Tuesday, 31 December 2019

Spanish politics wishing us all a Happy New Year

Two pieces of news, out here in Spain, have struck me as the old year dies. They provide insight into how to form governments and just how much, or how little, we need them.

The first is that the country is about to have a fully constituted government again, rather than one that is in office merely in an acting capacity.
Pedro Sánchez and Pablo Iglesias
Eight months to learn that compromise works better than intransigence
This is a bigger achievement than you might at first think. There were elections back in April, which led to the Spanish Socialist Party, the PSOE, winning 123 parliamentary seats under its leader Pedro Sánchez. That made it the biggest single party while leaving it well short of the 176 required for a majority, but then the left wing Unidas-Podemos (UP), the party that broke spectacularly onto the scene a few years ago under the leadership of the charistmatic radical Pablo Iglesias, also had 42 and the centrist Citizens Party had 57. Surely a majority government could emerge, even without having to call on Catalan or Basque nationalists, some of whom would be inclined to favour the left.

That was not to be. First the Citizens Party made it clear that it was centrist in name only. Under no conditions would it support Sánchez into office. So if there was any sense in which it stood in the centre, it was with a powerful inclination to the right.

Months of negotiations between PSOE and UP made little progress, as neither side was prepared to budge from its entrenched positions. The result was that just seven months after the first election, a second had to be called, in November.

The results were highly educational.

The Citizens Party, which had been so outspoken in its refusal to work with the PSOE, was crushed. Its tally of MPs fell from 57 to just ten. Clearly, voters felt that if the party was going to ally itself only with the conservative Popular Party (PP), then it was just another conservative party and they might just as well vote directly for it. And indeed the PP went from a historic low of 66 to 89 MPs, although the collapse of the pseudo-centrists also had a far more serious consequence: the far-right Vox went from 24 seats to 52, making the third biggest group in the new Parliament. That’s a worrying development for the future.

As for the PSOE and UP, the two parties who couldn’t agree a programme after the April election, clearly voters didn’t like their behaviour. Both lost seats, though the PSOE not that many, falling from 123 to 120. UP, on the other hand, lost 7 which, considering they held just 42, is a much more serious blow.

The punishment handed to the two main parties of the left seems to have had the desired effect. Sánchez and Iglesias have at last found a way of agreeing a programme, including some interesting measures such as increased taxes on high pensions, legislation on euthanasia and climate change, and a reduced role for religious studies in public education.

With the abstention of the left-wing nationalists in Catalonia, which seems highly likely, it now appears that Sánchez will at last go from being acting Prime Minister to being confirmed in the role some time next week.

The message is clear. Pull together on the left and you can achieve some things. Reject all compromise and the voters punish you.

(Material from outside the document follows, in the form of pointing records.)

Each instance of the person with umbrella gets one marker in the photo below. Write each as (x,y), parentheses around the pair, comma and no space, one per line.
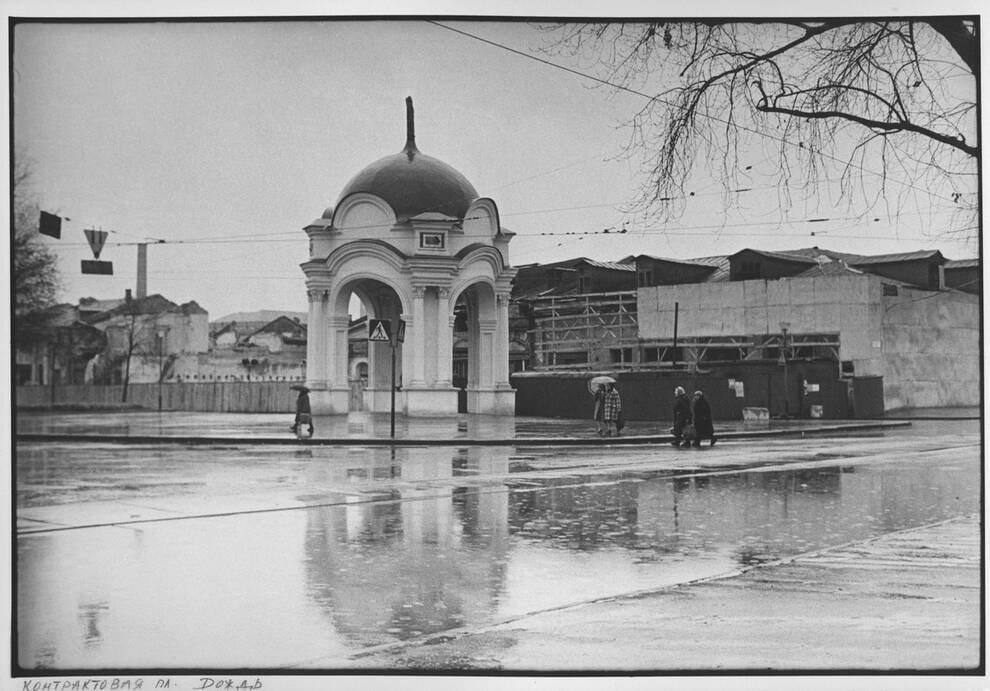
(304,415)
(597,388)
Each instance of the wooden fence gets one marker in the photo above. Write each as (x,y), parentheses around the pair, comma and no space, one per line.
(225,397)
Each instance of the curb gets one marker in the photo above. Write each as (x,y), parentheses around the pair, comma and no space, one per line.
(516,441)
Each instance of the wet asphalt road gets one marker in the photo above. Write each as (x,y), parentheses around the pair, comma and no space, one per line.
(171,557)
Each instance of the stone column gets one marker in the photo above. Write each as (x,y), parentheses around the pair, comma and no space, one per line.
(501,350)
(419,337)
(338,353)
(316,343)
(486,353)
(445,338)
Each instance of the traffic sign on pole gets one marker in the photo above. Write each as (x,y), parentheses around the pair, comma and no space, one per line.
(96,239)
(380,330)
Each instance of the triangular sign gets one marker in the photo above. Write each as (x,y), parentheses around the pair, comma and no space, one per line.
(379,332)
(96,239)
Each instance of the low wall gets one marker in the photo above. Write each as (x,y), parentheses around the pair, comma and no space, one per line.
(729,389)
(232,397)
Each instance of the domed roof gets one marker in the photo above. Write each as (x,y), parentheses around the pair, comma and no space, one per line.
(413,183)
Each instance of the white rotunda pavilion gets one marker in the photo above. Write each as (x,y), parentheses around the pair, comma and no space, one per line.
(410,237)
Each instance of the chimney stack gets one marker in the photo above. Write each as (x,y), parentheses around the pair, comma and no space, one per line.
(142,288)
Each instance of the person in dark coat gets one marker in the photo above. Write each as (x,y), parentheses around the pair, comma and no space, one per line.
(612,411)
(682,416)
(600,409)
(701,414)
(304,415)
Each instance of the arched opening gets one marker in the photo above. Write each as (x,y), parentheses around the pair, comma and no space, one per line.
(369,363)
(473,351)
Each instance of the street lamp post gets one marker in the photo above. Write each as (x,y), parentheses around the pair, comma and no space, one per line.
(160,337)
(783,359)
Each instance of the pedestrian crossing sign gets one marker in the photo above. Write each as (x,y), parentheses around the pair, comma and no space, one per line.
(379,330)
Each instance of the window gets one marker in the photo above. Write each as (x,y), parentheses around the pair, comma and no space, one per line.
(431,241)
(621,354)
(571,358)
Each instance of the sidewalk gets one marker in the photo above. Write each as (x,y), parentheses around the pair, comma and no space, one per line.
(375,429)
(905,601)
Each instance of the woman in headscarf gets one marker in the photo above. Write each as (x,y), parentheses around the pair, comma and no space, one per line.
(611,411)
(682,416)
(599,414)
(702,416)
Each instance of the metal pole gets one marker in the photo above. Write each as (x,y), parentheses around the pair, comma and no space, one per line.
(159,372)
(393,390)
(51,370)
(787,387)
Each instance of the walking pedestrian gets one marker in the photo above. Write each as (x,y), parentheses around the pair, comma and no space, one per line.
(612,411)
(701,415)
(682,417)
(304,415)
(599,415)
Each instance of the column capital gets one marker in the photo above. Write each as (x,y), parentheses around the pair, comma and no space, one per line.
(317,293)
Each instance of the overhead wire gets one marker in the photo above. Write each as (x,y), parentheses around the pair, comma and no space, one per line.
(656,98)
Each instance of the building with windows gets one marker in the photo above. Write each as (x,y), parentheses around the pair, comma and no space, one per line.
(895,319)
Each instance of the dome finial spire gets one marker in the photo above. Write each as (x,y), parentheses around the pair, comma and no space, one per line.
(410,128)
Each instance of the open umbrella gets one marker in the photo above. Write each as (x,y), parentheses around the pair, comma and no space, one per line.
(595,382)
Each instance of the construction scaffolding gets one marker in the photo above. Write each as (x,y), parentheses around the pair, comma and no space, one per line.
(594,330)
(584,331)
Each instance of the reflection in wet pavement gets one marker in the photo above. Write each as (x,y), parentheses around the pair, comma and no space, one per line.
(391,544)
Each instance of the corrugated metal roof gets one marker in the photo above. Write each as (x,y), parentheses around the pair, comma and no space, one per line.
(900,257)
(962,263)
(784,256)
(685,262)
(611,266)
(834,268)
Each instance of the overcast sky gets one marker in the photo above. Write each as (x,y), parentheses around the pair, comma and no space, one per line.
(226,138)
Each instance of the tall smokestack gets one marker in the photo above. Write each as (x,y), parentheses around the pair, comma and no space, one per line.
(142,287)
(410,148)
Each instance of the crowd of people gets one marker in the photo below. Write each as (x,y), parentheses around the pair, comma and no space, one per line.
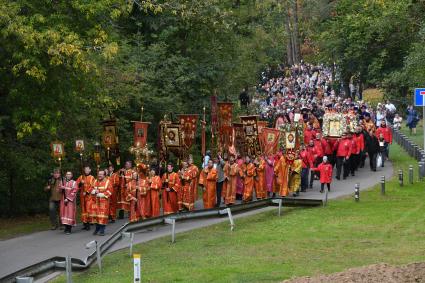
(303,94)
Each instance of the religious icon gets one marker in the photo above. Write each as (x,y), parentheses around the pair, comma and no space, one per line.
(249,130)
(140,133)
(172,137)
(107,139)
(270,137)
(79,145)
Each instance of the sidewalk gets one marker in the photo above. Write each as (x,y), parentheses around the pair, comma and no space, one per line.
(23,251)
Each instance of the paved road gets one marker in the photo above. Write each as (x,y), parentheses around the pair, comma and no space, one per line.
(23,251)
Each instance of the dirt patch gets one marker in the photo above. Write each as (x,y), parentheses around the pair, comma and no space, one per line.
(414,272)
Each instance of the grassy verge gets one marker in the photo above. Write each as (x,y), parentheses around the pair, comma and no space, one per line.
(13,227)
(303,242)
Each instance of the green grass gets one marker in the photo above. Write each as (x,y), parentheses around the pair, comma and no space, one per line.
(302,242)
(418,138)
(13,227)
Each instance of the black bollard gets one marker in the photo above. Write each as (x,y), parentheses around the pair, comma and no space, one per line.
(382,185)
(357,192)
(400,177)
(411,174)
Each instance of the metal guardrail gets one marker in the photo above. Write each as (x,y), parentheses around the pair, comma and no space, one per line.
(407,144)
(57,263)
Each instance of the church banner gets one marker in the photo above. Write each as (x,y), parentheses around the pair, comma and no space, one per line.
(188,123)
(225,114)
(140,134)
(261,125)
(238,139)
(270,140)
(251,135)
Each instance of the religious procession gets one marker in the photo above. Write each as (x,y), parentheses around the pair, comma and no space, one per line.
(301,133)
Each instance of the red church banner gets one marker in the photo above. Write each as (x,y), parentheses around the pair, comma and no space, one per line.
(188,123)
(238,146)
(140,134)
(270,140)
(250,127)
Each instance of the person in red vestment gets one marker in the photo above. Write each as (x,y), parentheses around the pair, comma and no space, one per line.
(208,182)
(144,201)
(126,174)
(155,186)
(247,173)
(85,183)
(101,191)
(171,186)
(185,194)
(115,182)
(325,169)
(232,174)
(68,203)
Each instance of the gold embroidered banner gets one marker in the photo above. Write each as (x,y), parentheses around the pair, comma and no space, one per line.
(238,139)
(140,133)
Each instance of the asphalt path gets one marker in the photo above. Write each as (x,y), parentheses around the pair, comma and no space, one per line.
(17,253)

What about the other piece of news?

It seems that the Spanish stock market index, Ibex, ended 2019 up by more than in any year in 2013. Now I know that the position of the stock market is far from a perfect indication of the state of an economy, but it’s nonetheless generally the case that if the economy does badly, stocks and shares fall too. So the news about the Spanish index does somewhat suggest that the economy’s not doing too badly.

So my first bit of news teaches me that a compromise is worth making to get a government that can do some good, a lesson we’d do well to learn on the British left. The second shows that an economy can do fine even without a government for eight months, a lesson, in relativising the importance of government itself, it wouldn’t be bad for every nation to learn.

And on that note, I wish you all a great New Year.